The aim of this book is to explore the reasons for the rise and fall of American engagement in the Middle East from 1979 to the present day. It is a tale of gross misunderstandings, appalling errors, and death and destruction on an epochal scale. According to Brown University’s 2021 “Cost of Conflict” report, the United States incurred $8 trillion in costs to wage the post‐9/11 wars in Iraq and Afghanistan, which claimed over 900,000 lives and displaced millions.5 The number of Iraqis killed in the first Gulf War, and in the ensuing decade by sanctions, is estimated by demographers in the hundreds of thousands. This book describes the impact on the region of a great power whose policymakers—sophisticated, ethically inclined, superbly educated, certain of US interests—took understandable pride in their intentions while discounting the disastrous consequences of their actions.
Cycles of foreign engagement and retrenchment have churned since the earliest years of the American republic. But none has been so prolonged and dramatic as that between the fall of the shah of Iran during the Carter presidency and the collapse of the US position, or illusions about it, in the Middle East during Barack Obama’s administration: the open contempt of Gulf states and Israel, the failure of a vast effort to arm and train Syrian rebels; the “shit show,” as Obama described it, of intervention in Libya; the stalled attempts to foster democratic transitions during the Arab spring; the rise of the Islamic State; the inability to forge a durable constituency for a nuclear deal with Iran; and a bitter end to the Israeli‐Palestinian peace process. Obama’s successor, Donald J Trump, acquiesced in this situation while denying it and, where he could, exploiting it for personal or political gains.
This paradigm of engagement and retrenchment began more than two centuries ago, when the United States—then a tiny country with almost no foreign presence—was forced to defend its sailors and trade against the hostage‐taking privateers of North Africa’s Barbary Coast. Those maritime campaigns, waged by the Adams, Jefferson, and Madison administrations, have little popular resonance today. But they shaped the way Americans thought of their country’s role in the world, as well as their attitudes toward Muslims.
Bibliography
1. Transcript of President Reagan’s speech on sending marines into Lebanon. New York Times. September 21, 1982. Accessed June 9, 2023.
2. Goldberg, J. Obama unhappy with allies, upset at free riders. Atlantic Council. March 10, 2016. Accessed June 9, 2023.

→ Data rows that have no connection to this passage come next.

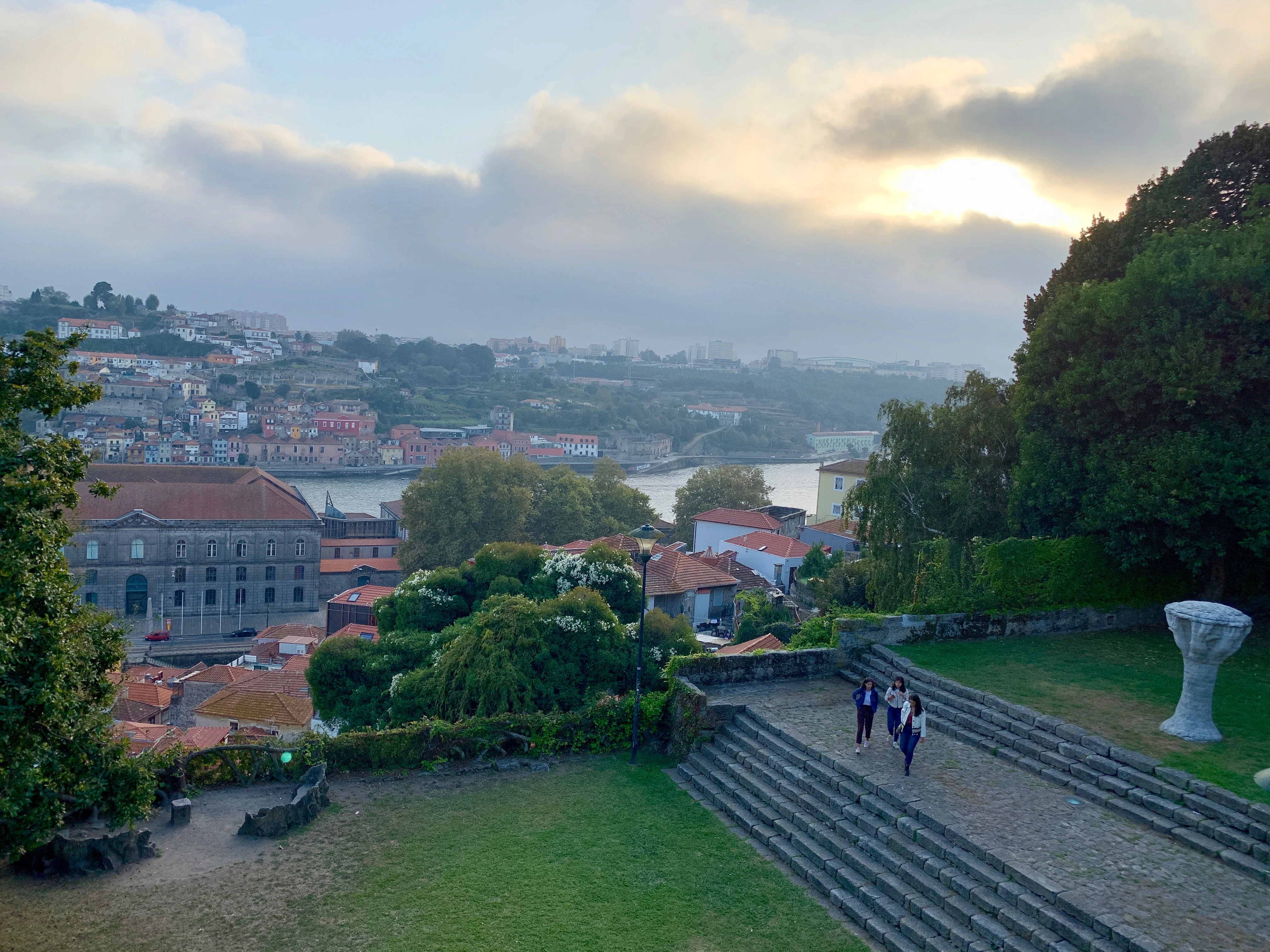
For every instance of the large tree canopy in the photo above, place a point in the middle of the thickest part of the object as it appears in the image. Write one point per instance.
(1145, 403)
(56, 749)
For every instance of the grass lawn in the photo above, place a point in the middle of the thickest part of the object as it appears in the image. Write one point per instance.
(592, 856)
(1122, 685)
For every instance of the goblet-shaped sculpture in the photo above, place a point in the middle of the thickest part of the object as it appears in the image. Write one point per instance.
(1207, 634)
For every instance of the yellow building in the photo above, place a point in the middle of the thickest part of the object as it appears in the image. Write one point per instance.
(835, 482)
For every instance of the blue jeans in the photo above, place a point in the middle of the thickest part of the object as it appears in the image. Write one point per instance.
(908, 744)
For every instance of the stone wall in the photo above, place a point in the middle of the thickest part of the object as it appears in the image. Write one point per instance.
(903, 629)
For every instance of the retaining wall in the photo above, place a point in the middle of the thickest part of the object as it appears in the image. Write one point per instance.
(903, 629)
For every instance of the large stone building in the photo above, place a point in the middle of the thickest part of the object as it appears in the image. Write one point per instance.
(209, 547)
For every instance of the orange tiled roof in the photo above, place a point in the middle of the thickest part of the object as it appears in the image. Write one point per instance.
(768, 643)
(241, 705)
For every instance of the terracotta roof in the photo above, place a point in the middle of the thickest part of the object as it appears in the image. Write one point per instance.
(768, 643)
(146, 694)
(348, 565)
(855, 468)
(241, 705)
(671, 573)
(358, 631)
(740, 517)
(192, 493)
(366, 596)
(781, 546)
(281, 631)
(221, 675)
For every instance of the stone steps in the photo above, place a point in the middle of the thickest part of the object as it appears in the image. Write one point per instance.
(901, 871)
(1198, 814)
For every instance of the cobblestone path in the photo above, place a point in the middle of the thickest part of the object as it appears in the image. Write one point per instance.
(1179, 897)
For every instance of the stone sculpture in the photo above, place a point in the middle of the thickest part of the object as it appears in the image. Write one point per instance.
(1207, 634)
(308, 800)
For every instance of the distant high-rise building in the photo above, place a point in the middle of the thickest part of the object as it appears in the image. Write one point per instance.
(261, 320)
(721, 351)
(626, 347)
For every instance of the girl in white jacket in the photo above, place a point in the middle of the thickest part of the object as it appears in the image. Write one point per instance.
(912, 728)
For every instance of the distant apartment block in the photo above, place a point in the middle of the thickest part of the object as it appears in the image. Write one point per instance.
(858, 444)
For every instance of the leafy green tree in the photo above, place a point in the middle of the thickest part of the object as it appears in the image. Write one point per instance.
(718, 488)
(470, 498)
(1145, 404)
(55, 728)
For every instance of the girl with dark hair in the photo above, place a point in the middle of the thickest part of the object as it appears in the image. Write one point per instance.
(896, 697)
(912, 728)
(867, 702)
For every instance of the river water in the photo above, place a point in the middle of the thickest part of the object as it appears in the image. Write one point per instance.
(793, 484)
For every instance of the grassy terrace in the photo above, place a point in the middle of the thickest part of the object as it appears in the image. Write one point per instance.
(1122, 685)
(591, 856)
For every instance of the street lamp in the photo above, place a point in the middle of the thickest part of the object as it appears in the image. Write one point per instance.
(646, 536)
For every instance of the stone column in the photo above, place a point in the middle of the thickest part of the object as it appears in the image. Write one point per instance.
(1207, 634)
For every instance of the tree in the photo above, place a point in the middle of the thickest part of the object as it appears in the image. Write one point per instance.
(718, 488)
(55, 728)
(470, 498)
(1145, 403)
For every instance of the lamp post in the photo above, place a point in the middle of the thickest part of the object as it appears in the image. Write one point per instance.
(646, 536)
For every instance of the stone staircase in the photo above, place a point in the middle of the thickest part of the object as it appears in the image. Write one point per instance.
(903, 873)
(1198, 814)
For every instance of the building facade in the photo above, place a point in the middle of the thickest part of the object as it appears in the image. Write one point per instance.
(205, 547)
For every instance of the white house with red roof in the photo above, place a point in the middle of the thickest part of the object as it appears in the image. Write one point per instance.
(712, 530)
(773, 557)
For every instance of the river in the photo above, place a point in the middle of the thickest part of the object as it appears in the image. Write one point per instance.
(793, 484)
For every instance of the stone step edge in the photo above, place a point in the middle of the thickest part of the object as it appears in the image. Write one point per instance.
(994, 923)
(1240, 842)
(1027, 879)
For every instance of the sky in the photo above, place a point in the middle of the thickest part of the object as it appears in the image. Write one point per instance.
(848, 178)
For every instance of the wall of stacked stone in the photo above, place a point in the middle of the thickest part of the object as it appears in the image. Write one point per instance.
(903, 629)
(1193, 812)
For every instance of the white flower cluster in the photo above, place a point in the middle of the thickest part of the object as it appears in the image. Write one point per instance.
(572, 570)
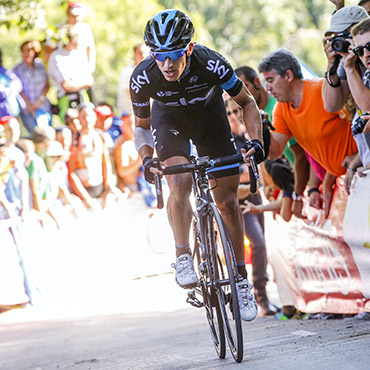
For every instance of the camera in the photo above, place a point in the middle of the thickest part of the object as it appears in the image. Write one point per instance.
(339, 42)
(359, 125)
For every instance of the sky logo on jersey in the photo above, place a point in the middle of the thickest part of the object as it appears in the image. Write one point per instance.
(193, 79)
(215, 67)
(139, 82)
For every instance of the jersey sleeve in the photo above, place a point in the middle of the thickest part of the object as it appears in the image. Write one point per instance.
(225, 73)
(278, 121)
(140, 98)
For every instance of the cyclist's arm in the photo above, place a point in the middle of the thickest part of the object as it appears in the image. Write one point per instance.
(278, 144)
(251, 115)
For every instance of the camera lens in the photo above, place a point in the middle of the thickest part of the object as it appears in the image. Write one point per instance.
(340, 44)
(358, 126)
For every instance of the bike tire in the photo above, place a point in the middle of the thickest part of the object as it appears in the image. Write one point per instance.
(226, 274)
(210, 301)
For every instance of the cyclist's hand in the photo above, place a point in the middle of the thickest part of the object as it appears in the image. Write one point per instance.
(254, 148)
(150, 169)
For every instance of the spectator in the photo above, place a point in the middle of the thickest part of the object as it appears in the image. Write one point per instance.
(76, 12)
(35, 84)
(10, 88)
(282, 179)
(56, 157)
(87, 166)
(64, 136)
(68, 67)
(127, 160)
(141, 51)
(73, 123)
(293, 151)
(108, 124)
(300, 104)
(6, 208)
(16, 182)
(350, 79)
(253, 224)
(38, 179)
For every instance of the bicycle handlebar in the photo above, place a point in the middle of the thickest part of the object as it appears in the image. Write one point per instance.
(206, 163)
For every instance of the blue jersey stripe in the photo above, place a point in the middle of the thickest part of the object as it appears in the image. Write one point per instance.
(229, 84)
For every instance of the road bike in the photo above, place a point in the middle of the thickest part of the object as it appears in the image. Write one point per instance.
(213, 254)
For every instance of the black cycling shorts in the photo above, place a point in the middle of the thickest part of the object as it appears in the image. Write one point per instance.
(207, 127)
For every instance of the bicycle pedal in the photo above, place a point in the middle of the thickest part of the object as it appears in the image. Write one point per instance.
(193, 300)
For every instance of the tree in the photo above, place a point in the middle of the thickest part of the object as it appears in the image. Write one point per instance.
(21, 14)
(245, 31)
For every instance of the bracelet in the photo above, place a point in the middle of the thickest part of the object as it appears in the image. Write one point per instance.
(330, 82)
(297, 198)
(312, 190)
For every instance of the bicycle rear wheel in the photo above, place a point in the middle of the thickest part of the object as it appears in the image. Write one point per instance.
(209, 294)
(226, 273)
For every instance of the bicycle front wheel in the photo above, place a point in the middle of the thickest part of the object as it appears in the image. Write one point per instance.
(226, 273)
(209, 294)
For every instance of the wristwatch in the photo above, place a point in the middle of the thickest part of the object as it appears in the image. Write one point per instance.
(297, 198)
(330, 82)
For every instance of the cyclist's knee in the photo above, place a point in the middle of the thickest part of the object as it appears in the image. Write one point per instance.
(180, 186)
(228, 203)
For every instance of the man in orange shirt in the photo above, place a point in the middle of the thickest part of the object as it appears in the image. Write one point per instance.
(300, 113)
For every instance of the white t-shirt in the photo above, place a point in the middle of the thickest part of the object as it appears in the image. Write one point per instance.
(68, 66)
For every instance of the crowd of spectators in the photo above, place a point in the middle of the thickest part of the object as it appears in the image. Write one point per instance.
(74, 156)
(89, 159)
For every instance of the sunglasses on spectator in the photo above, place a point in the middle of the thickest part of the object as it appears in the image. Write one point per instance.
(173, 55)
(359, 50)
(234, 111)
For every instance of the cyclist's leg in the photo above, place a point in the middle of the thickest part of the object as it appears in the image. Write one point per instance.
(225, 195)
(172, 146)
(178, 205)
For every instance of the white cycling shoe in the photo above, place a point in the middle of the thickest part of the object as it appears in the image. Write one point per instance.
(186, 277)
(247, 303)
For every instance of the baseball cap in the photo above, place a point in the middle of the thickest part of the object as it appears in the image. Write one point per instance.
(2, 136)
(5, 119)
(346, 17)
(76, 9)
(71, 114)
(104, 111)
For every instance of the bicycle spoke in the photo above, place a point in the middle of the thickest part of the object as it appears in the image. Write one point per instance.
(224, 269)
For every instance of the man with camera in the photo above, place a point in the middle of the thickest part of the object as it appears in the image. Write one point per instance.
(348, 75)
(300, 112)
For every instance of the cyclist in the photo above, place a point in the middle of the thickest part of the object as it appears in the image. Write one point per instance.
(186, 82)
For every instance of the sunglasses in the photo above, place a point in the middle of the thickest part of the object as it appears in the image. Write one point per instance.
(173, 55)
(359, 50)
(235, 111)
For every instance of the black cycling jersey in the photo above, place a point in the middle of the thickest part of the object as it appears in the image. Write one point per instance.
(201, 84)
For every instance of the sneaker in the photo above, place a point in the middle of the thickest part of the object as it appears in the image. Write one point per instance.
(186, 277)
(247, 303)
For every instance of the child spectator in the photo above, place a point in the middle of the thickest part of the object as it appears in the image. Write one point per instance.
(16, 177)
(10, 88)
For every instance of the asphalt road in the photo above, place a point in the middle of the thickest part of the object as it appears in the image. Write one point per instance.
(114, 304)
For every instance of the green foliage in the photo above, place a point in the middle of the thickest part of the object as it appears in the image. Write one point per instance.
(244, 31)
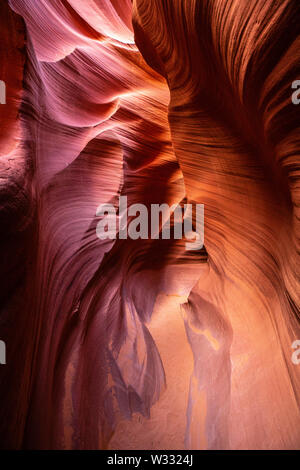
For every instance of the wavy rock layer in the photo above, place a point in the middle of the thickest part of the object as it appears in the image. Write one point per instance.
(139, 344)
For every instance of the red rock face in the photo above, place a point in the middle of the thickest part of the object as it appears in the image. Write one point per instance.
(139, 344)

3. Porter, T. Trump dubiously takes credit for US energy independence from Saudi Arabia, as oil prices spike after drone attack. Insider. September 16, 2019. Accessed June 9, 2023.
4. Harris, S, Cunningham, E, Fahim, K. Trump stops short of directly blaming Iran for attacks on Saudi oil facilities. The Washington Post. September 17, 2019. Accessed June 9, 2023.
5. The US budgetary costs of post‐9/11 wars through FY2022: $8 Trillion. The Costs of War Project, Watson Institute, Brown University. September 1, 2021. Accessed June 9, 2023.